Good Function Blocks, Bad Function Blocks
In case you’ve never read my blog before, let me bring you up to speed:
- Write readable PLC logic.
Now, I’m a fan of ladder logic, because when you write it well, it’s readable by someone who isn’t a programmer, and (in North America, anyway) maintenance people frequently have to troubleshoot automation programs and most of them are not programmers.
That doesn’t mean I’m not a fan of other automation languages. I think structured text should be used when you’re parsing strings, and I like to use sequential function chart to describe my auto-mode logic. I’m also a fan of function block diagram (FBD), particularly when working with signal processing logic, like PID loops, etc.

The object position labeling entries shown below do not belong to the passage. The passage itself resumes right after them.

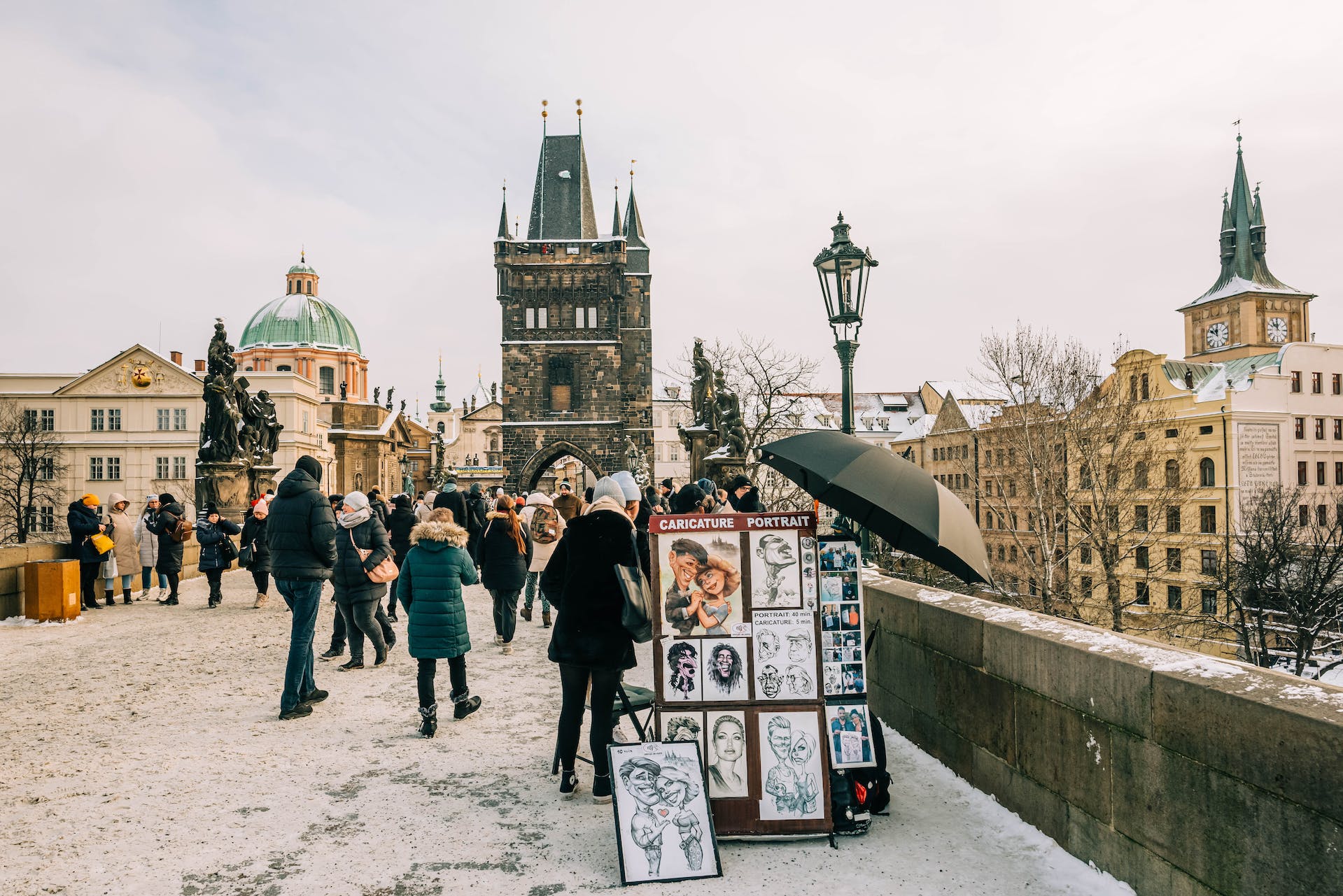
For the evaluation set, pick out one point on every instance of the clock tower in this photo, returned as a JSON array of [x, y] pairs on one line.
[[1248, 310]]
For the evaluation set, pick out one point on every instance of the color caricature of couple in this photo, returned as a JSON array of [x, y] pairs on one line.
[[661, 796], [700, 589]]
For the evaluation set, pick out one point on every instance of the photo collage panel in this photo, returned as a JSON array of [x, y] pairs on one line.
[[843, 662]]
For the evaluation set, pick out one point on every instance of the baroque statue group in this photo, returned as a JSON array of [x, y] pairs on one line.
[[715, 408], [238, 427]]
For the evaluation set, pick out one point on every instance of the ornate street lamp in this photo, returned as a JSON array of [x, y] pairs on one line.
[[845, 270]]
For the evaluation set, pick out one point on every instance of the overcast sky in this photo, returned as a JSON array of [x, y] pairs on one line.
[[1057, 162]]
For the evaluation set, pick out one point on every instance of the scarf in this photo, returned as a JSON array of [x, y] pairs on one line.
[[353, 518]]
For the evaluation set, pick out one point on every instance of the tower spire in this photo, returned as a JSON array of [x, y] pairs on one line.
[[1243, 244], [637, 251]]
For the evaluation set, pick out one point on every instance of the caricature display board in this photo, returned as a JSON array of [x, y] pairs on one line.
[[739, 650], [663, 828], [844, 664]]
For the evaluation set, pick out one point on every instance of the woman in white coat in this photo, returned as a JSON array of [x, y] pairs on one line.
[[540, 552], [125, 554]]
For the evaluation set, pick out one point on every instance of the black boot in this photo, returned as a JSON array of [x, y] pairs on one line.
[[465, 704], [429, 720]]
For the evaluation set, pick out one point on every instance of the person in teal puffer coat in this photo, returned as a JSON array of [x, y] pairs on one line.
[[431, 580]]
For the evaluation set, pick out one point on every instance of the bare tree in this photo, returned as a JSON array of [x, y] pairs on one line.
[[774, 388], [31, 474], [1284, 578]]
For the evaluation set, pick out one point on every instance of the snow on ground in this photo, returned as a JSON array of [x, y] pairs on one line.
[[144, 758]]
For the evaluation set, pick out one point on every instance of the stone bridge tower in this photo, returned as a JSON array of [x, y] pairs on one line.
[[577, 339]]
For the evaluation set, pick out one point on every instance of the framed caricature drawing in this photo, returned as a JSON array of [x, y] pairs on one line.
[[663, 828]]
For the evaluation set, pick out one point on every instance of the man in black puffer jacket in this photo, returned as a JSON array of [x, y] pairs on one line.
[[301, 537]]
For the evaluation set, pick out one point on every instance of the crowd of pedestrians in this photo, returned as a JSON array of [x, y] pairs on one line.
[[418, 553]]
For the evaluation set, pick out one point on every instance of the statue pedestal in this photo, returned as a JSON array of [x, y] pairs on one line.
[[262, 478], [720, 469], [227, 486], [700, 441]]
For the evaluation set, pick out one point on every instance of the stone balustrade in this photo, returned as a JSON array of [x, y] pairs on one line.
[[1178, 773]]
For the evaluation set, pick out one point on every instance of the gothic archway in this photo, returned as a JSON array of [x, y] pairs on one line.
[[542, 460]]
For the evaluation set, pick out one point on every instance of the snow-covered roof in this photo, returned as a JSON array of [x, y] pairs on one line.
[[1239, 285]]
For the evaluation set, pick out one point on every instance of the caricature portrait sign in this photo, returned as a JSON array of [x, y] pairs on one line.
[[742, 596], [663, 821]]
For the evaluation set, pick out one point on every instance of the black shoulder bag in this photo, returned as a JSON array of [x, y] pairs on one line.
[[637, 611]]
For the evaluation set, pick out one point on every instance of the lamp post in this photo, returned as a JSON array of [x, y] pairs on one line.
[[844, 271]]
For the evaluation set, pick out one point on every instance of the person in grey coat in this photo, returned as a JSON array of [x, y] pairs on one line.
[[149, 552], [358, 596]]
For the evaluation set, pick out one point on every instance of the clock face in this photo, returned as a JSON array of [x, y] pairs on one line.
[[1277, 330]]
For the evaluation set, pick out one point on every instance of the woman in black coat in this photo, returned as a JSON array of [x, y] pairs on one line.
[[254, 537], [169, 550], [590, 643], [358, 596], [399, 525], [504, 553], [83, 523]]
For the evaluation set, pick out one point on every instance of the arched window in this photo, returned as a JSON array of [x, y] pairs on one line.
[[562, 383]]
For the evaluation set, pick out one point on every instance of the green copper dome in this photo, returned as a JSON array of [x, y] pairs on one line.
[[300, 320]]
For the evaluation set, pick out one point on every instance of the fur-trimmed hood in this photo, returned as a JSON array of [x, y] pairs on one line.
[[435, 532]]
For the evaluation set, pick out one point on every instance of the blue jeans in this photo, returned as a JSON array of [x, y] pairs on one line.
[[302, 596], [530, 596]]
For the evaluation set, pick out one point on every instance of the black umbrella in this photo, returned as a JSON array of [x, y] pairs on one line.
[[885, 494]]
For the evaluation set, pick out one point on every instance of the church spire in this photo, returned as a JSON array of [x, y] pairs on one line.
[[1243, 246]]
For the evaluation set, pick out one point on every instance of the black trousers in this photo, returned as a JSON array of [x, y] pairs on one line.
[[574, 692], [456, 675], [89, 581]]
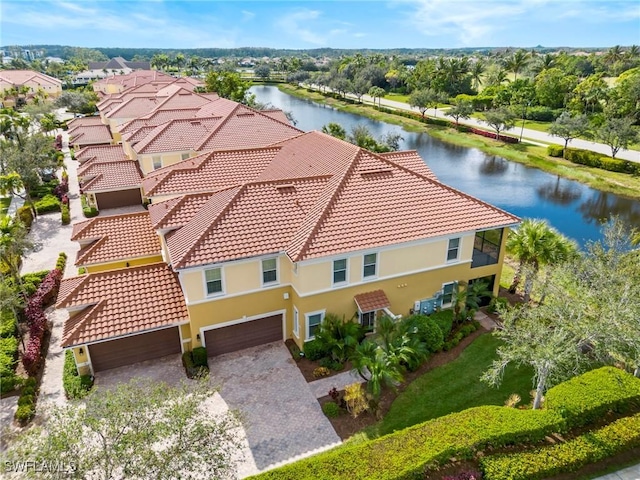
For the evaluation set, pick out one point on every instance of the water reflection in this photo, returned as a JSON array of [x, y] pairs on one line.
[[571, 207], [559, 192]]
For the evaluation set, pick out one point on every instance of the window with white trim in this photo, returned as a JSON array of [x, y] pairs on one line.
[[448, 291], [269, 271], [213, 279], [368, 320], [369, 268], [340, 270], [453, 249], [313, 321], [296, 322]]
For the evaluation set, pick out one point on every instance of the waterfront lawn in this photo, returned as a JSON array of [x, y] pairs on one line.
[[453, 387]]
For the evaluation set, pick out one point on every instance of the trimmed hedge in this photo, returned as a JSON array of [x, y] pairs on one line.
[[48, 203], [407, 454], [615, 438], [410, 453], [597, 160], [589, 397], [75, 386], [555, 150]]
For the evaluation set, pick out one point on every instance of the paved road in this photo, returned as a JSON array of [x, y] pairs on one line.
[[528, 134]]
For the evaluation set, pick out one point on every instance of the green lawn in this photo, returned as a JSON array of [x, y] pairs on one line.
[[451, 388]]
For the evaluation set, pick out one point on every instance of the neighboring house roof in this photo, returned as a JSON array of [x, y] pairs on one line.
[[90, 134], [101, 153], [22, 77], [209, 172], [121, 302], [176, 212], [371, 301], [119, 63], [321, 196], [139, 106], [84, 121], [241, 128], [115, 237], [107, 176]]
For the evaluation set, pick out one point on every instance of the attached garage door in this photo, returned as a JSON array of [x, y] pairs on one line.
[[128, 350], [243, 335], [123, 198]]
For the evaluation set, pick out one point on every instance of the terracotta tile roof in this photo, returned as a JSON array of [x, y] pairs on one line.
[[177, 135], [121, 302], [84, 121], [241, 128], [104, 176], [177, 211], [229, 225], [276, 115], [316, 198], [101, 153], [157, 117], [412, 160], [370, 301], [90, 134], [208, 172], [115, 237]]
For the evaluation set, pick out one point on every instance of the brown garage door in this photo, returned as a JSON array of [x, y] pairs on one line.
[[128, 350], [123, 198], [243, 335]]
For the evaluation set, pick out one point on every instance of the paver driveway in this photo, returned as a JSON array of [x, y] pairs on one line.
[[281, 417]]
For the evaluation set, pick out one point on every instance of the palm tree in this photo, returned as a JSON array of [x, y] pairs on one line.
[[532, 244], [477, 71]]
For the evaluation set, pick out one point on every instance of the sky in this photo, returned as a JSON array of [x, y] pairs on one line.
[[299, 24]]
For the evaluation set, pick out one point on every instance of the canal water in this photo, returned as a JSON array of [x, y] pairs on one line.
[[571, 207]]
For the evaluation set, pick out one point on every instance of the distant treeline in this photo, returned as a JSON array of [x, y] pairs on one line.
[[66, 52]]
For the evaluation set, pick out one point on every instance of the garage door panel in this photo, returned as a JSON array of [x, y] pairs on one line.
[[243, 335], [122, 198], [133, 349]]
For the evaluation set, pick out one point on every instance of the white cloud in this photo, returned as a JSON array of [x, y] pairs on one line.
[[296, 24]]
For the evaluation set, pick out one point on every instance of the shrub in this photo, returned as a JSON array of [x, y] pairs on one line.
[[7, 324], [565, 457], [589, 397], [542, 114], [555, 150], [321, 372], [331, 409], [315, 350], [444, 319], [25, 413], [49, 203], [65, 214], [75, 386], [200, 357], [25, 215], [409, 453]]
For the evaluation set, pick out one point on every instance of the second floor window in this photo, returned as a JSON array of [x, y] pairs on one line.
[[213, 278], [453, 249], [340, 270], [369, 269], [269, 271]]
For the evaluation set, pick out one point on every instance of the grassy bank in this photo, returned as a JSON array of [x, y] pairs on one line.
[[530, 155]]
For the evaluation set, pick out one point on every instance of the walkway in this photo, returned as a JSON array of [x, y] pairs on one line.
[[529, 134]]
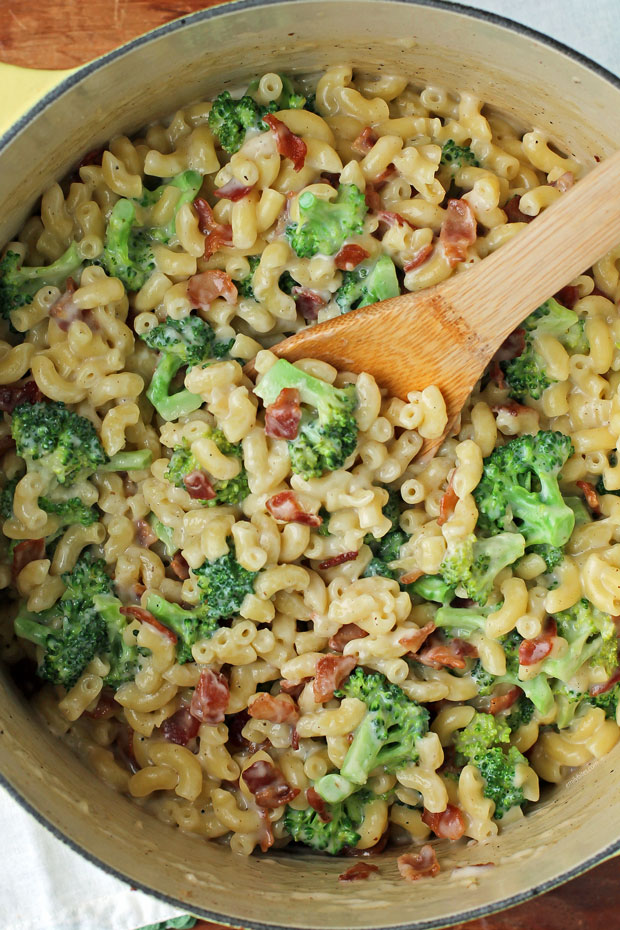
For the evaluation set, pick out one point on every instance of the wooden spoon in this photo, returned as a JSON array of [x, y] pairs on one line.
[[446, 335]]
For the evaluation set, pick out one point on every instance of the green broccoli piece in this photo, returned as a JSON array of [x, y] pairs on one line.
[[387, 735], [324, 225], [189, 625], [457, 156], [19, 283], [326, 439], [473, 564], [368, 283], [519, 489], [224, 583], [526, 374]]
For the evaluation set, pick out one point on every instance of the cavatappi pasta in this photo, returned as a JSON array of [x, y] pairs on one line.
[[286, 623]]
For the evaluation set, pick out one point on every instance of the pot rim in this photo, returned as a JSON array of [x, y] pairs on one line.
[[66, 84]]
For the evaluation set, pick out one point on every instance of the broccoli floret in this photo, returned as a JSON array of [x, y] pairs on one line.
[[325, 224], [387, 735], [227, 491], [19, 283], [473, 564], [189, 625], [71, 632], [326, 439], [224, 583], [526, 374], [185, 342], [457, 156], [482, 743], [368, 283], [519, 489]]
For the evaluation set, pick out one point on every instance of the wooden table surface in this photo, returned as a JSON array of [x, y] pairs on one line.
[[66, 33]]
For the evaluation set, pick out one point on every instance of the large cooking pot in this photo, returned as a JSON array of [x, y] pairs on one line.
[[56, 118]]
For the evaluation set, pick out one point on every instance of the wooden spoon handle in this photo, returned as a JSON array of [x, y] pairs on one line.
[[573, 233]]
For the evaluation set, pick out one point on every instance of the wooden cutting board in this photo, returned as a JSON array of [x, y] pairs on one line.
[[67, 33]]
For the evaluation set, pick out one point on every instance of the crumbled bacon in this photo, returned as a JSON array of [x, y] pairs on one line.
[[283, 416], [25, 552], [210, 697], [287, 143], [268, 785], [316, 801], [358, 872], [203, 288], [535, 650], [418, 865], [180, 728], [458, 231], [217, 235], [448, 824], [234, 190], [331, 671], [502, 702], [278, 709], [145, 616], [419, 257], [307, 302], [590, 495], [285, 507], [24, 392], [338, 559], [344, 635], [365, 141], [350, 256], [198, 486]]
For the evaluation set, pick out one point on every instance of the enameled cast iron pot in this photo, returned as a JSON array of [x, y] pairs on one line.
[[49, 120]]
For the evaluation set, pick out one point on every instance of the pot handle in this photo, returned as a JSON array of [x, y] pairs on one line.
[[22, 88]]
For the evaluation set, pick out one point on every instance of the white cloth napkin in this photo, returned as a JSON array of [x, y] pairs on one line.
[[44, 885]]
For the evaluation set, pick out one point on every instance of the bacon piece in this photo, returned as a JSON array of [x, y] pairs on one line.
[[590, 495], [331, 671], [513, 213], [308, 302], [535, 650], [316, 801], [180, 567], [283, 416], [145, 616], [419, 257], [447, 504], [350, 256], [285, 507], [180, 728], [447, 655], [344, 635], [210, 697], [358, 872], [504, 701], [365, 141], [198, 486], [338, 559], [458, 231], [234, 190], [268, 785], [287, 143], [418, 865], [217, 235], [448, 824], [25, 552], [203, 288], [145, 534], [278, 709], [25, 392]]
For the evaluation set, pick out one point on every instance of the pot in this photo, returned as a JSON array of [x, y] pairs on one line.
[[49, 120]]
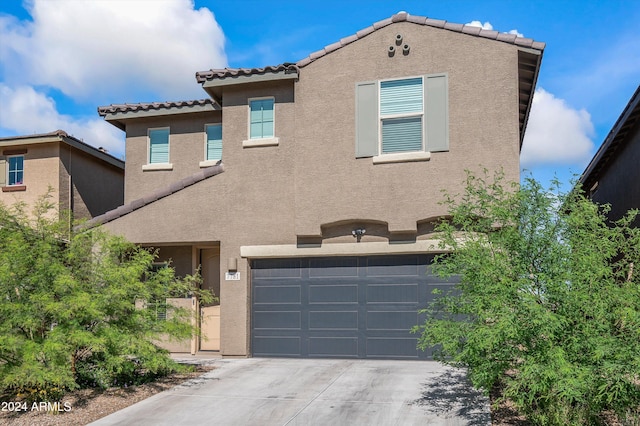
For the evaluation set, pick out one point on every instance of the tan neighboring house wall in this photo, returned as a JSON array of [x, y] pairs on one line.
[[82, 179], [303, 193]]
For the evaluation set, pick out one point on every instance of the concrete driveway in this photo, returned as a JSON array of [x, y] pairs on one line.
[[258, 391]]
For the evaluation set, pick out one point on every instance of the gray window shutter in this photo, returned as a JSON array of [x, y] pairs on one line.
[[367, 119], [3, 171], [436, 111]]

What I’m not a fan of is hard-to-understand logic. Here’s FBD used wisely:
Here’s an example of FBD abuse:
I’m still reading Clean Code: A Handbook of Agile Software Craftsmanship by Robert C. Martin. He’s talking about traditional PC programming, but one of the “rules” he likes to use is that functions shouldn’t have many inputs. Ideally 0 inputs, maybe 1 or 2, possibly 3, but never more than 3. He says if you go over 3, you’re just being lazy. You should just break that up into multiple functions.
I think that applies equally well to FBD. The reader can easily rationalize about the first image, above, but the second one is just a black box with far too many inputs and outputs. If it doesn’t work the way you expect (and it’s doubtful it does), you have to keep going inside of it to figure it out. Unfortunately once you’re inside, all the variable names change, etc.
I understand the necessity of code re-use, but not code abuse. If you find yourself in the situation of example #2, ask yourself how you can refactor it into something more readable. After all, the most likely person who has to read this later is you.